話し終えたのか、また耳飾りを触っている。そしてわたしに向き直る。

「大丈夫だ。ジンたちのことはフォンタナ家に任せる。ミミも大丈夫だ。気を失い……ここに来たことも覚えていなかったそうだ。どうやらこちらのことがいくらかはわかってしまっているようだね。

子供たちはフォンタナ家に任せて、フランツが合流する。僕たちはそのままユオブリアに向かおう」

「え?」

「不確定要素が入りこみすぎた。隠れ家はもう安全ではない。別行動になるがユオブリアを目指そう」

アダムは常にわたしを人目に晒さないように気をつけながら移動して、小さなお店に入った。お客さんが2人入ったら身動きできなくなるような古着屋さんだった。そこでアダムにはどう見ても小さい服を買った。

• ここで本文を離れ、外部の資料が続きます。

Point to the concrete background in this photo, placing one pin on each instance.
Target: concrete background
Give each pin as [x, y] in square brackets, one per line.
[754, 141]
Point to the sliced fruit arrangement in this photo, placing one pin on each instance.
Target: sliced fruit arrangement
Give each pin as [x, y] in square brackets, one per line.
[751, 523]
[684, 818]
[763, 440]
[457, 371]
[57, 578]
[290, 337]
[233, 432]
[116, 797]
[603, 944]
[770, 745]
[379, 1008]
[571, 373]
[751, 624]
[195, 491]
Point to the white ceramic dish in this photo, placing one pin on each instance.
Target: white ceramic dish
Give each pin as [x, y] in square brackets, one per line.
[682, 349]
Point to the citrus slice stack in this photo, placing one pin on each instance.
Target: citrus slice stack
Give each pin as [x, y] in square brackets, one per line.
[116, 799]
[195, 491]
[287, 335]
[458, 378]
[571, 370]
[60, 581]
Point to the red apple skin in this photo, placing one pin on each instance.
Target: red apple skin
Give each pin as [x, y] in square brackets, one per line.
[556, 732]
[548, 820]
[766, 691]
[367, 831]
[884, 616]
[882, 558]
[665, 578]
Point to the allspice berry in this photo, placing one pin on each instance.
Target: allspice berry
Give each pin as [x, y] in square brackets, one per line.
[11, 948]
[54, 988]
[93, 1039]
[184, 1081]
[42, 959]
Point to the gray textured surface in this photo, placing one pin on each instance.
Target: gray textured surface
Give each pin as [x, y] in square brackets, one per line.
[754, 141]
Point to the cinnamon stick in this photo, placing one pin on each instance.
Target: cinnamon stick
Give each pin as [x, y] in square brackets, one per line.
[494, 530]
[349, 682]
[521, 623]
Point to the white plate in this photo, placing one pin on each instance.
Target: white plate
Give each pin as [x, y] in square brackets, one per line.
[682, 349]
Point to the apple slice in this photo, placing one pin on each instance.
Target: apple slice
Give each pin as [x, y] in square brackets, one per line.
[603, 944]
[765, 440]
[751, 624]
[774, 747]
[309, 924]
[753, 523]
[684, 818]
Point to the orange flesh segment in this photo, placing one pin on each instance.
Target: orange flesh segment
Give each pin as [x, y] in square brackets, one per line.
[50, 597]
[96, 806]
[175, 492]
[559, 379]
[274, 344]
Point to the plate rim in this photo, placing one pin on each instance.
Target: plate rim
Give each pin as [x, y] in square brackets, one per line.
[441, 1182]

お店を出てから、いくつも路地を曲がり、小さな家に入った。

埃っぽい。

アダムから先ほど買った服へと着替えるように言われる。男の子用のものだ。

着替えて部屋から出ると、フランツがいた。

アダムに話したことを、今度はじっくり端折らずにふたりに伝える。

ふたりは目を合わせた。

「そいつらが警戒していたなら、本当にまずいかもしれないな」

アダムとフランツが唸っている。

「どういうこと?」

「僕たちは外国人だ。組織を潰す目的で入国し、ひとまずそれを達成している。組織を相手に武力を使っても世界議会が認める犯罪組織だからこそ、それが許された。けれど、今明確な犯罪とわかっていない者であれば、分が悪くなる。ウッド商会は信用しているが、誰が紛れ込んでいるかわからない。だから独自の方法でユオブリアに帰るとしよう」

それはわかるけど、なんかちょっと煙にまかれた感じ。

「どうやって海を渡るの?」

「転移だ」

「転移?」

「ああ。ただ待ち合わせ場所まで自力で向かわないとなんだ。怪しまれないようにしてな」

「ノエルでは弱いか……」

「クジャク公……さまに頼もう」

「そうだな」

今度はフランツが耳飾りを触って、丁寧な話し方をした。

「ねぇ、アダム、それ携帯?」

「え? 思い出したの?」

え?

「……思い出したらこれを〝ケイタイ〟とは言わないか。これは3Dフォンだ」

「3Dフォン? 携帯の一種だよね?」

アダムが困っているようなので、言葉を足す。

「相手もそれを持っていて、リアルタイムで話ができるんだよね?」

「リアルタイム?」

「えーと、今っていうか、実時間で」

「そうだよ。今、フランツがフランツの父上と話している。ちなみにケイタイは相手の映像が浮かび上がって話すこともできるものだ。3Dフォンは音だけの通話」

なるほど。わたしの記憶とは違う。

思い出せてないことがあるからなんだろうけど、こういった知識も覚えてたり覚えていなかったりするのが不思議だ。同じ知識でも住み分けが違うことだったのかな?

「トスカ」

フランツに呼ばれる。

「なに?」

「私の父なんだけど、ちょっと話してくれるかな?」

フランツが耳飾りをいじると、相手の声が聞こえてきた。

「こんにちは、トスカ。私はフランツの父です」

あったかい声の人だ。

「は、はじめまして、トスカです。あの、フランツにもすごくお世話になっています。ありがとうございます」

頭を下げてから、あ、見えないんだっけと思い出した。